Nous arrivâmes enfin au Fort de Kiour : mais on ne m’en permit pas l’entrée. Je deſcendis au bas de la montagne ſur laquelle il eſt conſtruit, & m’y repoſai à l’ombre d’un arbre toufus, tandis qu’on interrogeoit mes gens ſéparément. Craignant que dans un Pays où l’on ne connoiſſoit les Européens que par leur avidité, les Canarins ne priſſent ma curioſité en mauvaiſe part, s’ils étoient inſtruits de l’objet réel de mon Voyage, dans la route j’avois prévenu mes gens de ce qu’ils devoient répondre au Gouverneur.

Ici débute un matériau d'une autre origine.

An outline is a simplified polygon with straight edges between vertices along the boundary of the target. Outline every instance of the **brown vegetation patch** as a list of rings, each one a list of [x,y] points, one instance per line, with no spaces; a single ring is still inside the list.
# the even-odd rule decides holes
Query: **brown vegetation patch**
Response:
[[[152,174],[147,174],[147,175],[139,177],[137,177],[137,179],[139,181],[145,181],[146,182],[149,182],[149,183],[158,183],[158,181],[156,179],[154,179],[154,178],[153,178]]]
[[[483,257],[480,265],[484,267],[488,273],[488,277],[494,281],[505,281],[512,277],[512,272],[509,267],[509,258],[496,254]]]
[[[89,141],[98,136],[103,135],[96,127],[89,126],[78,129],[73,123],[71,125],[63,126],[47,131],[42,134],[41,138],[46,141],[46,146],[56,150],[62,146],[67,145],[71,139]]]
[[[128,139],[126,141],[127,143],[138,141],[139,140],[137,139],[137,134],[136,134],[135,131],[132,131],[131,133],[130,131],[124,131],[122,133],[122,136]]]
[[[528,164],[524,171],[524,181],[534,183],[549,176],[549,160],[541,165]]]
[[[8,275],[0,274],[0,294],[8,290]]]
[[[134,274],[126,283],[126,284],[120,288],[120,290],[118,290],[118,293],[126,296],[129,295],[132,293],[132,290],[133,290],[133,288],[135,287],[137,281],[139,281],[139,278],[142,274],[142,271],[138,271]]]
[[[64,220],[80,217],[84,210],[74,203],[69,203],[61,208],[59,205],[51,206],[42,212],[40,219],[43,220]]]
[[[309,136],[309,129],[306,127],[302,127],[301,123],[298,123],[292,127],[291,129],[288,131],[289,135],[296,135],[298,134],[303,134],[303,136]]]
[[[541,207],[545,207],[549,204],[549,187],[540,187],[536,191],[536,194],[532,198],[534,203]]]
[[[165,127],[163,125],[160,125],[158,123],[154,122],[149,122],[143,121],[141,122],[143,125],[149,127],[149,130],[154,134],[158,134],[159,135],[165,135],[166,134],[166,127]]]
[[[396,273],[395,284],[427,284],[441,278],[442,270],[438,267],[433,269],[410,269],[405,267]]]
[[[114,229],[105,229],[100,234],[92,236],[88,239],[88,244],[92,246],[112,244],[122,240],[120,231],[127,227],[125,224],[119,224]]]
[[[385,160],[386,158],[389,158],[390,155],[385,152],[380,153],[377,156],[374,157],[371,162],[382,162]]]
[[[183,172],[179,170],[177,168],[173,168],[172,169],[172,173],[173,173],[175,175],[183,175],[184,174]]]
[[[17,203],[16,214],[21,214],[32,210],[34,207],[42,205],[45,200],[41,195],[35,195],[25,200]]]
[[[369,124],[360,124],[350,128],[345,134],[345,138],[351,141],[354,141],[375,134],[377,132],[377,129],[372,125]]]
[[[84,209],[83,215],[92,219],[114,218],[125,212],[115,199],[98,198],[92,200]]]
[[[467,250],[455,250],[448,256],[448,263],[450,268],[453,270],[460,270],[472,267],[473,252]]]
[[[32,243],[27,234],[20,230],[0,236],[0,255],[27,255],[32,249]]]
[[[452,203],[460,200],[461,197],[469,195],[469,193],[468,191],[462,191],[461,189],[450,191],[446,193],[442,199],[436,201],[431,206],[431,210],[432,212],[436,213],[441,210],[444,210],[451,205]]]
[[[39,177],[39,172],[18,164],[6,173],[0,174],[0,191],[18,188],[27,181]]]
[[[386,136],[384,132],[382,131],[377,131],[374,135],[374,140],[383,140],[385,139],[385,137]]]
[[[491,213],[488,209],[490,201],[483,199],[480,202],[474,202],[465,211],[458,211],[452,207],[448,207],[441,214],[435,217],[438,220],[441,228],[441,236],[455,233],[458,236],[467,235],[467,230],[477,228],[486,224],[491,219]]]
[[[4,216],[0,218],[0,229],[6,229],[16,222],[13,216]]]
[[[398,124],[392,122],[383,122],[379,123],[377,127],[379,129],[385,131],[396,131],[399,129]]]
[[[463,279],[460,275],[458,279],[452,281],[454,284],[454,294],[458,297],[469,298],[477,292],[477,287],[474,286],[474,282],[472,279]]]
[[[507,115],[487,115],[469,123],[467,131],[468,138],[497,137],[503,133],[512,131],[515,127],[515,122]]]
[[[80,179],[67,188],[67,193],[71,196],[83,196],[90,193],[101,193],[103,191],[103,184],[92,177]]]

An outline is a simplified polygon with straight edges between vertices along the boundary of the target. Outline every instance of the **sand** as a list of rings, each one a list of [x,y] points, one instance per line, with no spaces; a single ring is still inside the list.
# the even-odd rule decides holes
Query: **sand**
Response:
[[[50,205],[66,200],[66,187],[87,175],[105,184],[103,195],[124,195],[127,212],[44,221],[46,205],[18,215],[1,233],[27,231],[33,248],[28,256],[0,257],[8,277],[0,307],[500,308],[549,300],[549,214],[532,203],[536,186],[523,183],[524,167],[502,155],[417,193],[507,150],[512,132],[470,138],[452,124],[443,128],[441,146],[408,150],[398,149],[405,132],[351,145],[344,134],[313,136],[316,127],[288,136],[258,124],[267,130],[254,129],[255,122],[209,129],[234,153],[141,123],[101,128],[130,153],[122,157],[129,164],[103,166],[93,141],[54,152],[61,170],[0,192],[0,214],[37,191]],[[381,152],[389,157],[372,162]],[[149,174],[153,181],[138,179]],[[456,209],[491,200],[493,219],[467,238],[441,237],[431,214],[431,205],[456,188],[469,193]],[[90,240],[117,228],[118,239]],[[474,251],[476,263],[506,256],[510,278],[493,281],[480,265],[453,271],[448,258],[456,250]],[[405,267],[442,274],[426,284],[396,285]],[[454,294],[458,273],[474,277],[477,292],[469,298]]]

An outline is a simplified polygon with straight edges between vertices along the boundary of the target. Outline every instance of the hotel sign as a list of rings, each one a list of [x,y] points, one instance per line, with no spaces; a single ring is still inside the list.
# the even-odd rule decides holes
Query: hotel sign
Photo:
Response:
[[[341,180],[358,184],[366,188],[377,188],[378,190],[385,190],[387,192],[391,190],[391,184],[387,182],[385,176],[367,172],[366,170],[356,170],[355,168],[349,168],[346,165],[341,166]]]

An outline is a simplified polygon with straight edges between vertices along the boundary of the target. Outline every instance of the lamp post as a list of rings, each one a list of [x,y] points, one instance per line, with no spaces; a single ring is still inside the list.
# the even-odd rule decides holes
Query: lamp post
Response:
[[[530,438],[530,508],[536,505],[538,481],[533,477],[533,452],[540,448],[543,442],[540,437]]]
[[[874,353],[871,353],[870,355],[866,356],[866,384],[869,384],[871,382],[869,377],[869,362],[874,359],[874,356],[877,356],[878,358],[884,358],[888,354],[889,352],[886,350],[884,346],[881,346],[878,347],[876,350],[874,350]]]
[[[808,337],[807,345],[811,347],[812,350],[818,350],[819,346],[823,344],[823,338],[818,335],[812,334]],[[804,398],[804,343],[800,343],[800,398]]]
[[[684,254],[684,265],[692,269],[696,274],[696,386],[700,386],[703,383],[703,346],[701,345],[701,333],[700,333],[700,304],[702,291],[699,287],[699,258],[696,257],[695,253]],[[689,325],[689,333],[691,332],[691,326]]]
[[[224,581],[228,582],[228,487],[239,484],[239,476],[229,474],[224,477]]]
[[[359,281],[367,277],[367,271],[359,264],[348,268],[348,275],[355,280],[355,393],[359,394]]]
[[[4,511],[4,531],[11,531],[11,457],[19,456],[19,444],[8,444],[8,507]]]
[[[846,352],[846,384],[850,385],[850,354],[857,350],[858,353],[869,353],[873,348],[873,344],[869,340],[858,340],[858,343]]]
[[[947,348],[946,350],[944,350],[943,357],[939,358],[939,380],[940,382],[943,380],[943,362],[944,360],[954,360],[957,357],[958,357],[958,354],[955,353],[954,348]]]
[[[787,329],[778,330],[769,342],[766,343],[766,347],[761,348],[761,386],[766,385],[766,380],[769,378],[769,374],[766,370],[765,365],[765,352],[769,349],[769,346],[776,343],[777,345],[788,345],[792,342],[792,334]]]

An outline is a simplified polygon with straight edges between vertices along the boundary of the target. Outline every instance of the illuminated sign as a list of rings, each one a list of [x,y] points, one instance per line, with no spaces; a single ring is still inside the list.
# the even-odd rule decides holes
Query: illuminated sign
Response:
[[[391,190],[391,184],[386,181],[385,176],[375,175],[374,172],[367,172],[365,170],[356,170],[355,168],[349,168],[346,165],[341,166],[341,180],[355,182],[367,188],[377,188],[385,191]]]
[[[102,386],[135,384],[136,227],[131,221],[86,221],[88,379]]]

On leur demanda d’abord qui j’étois & ou j’allois. Leur reponſe fut que j’étois François &c que j’allois à Mangalor. Mais, ajouta-t’on, pourquoi n’a-t’il pas continué ſa route, & pourquoi examine-t’il le Pays avec une Lunette ? Ces deux points prouvent que c’eſt un eſpion. Mes Paliagars ni mes Cipayes ne ſe couperent point. Ils répondirent que j’avois oublié quelque choſe a Neliceram, & que voyageant par terre, je remarquois les chemins pour ne pas me tromper au retour. Mes gens ſurent enſuite gardés dans des paillotes ſéparées. Le Gouverneur me fit propoſer deux partis ; le premier, d’aller à Mangalor. Je refuſai net. J’acceptai le ſecond, qui étoit d’attendre la réponſe a une Lettre que l’on alloit envoyer a Neliceram. Je craignois pourtant de n’avoir pas la liberté d’écrire de mon côté, & que la réponſe de Neliceram, démentant les dépoſitions de mes gens, ne me mit dans un nouvel embarras.

Mais les bons offices du Maure qui m’avoit témoigné de l’amitié me tirerent de ce mauvais pas ; il fut décidé que je retournerois à Dekle. Je partis ſur le champ à quatre heures après midi, avec une eſcorte nombreuſe, dont le Chef devoit remettre une Lettre au Gouverneur du Fort. Je n’avois mangé dans la journée que quelques figues, & mes gens étoient preſque à jeun.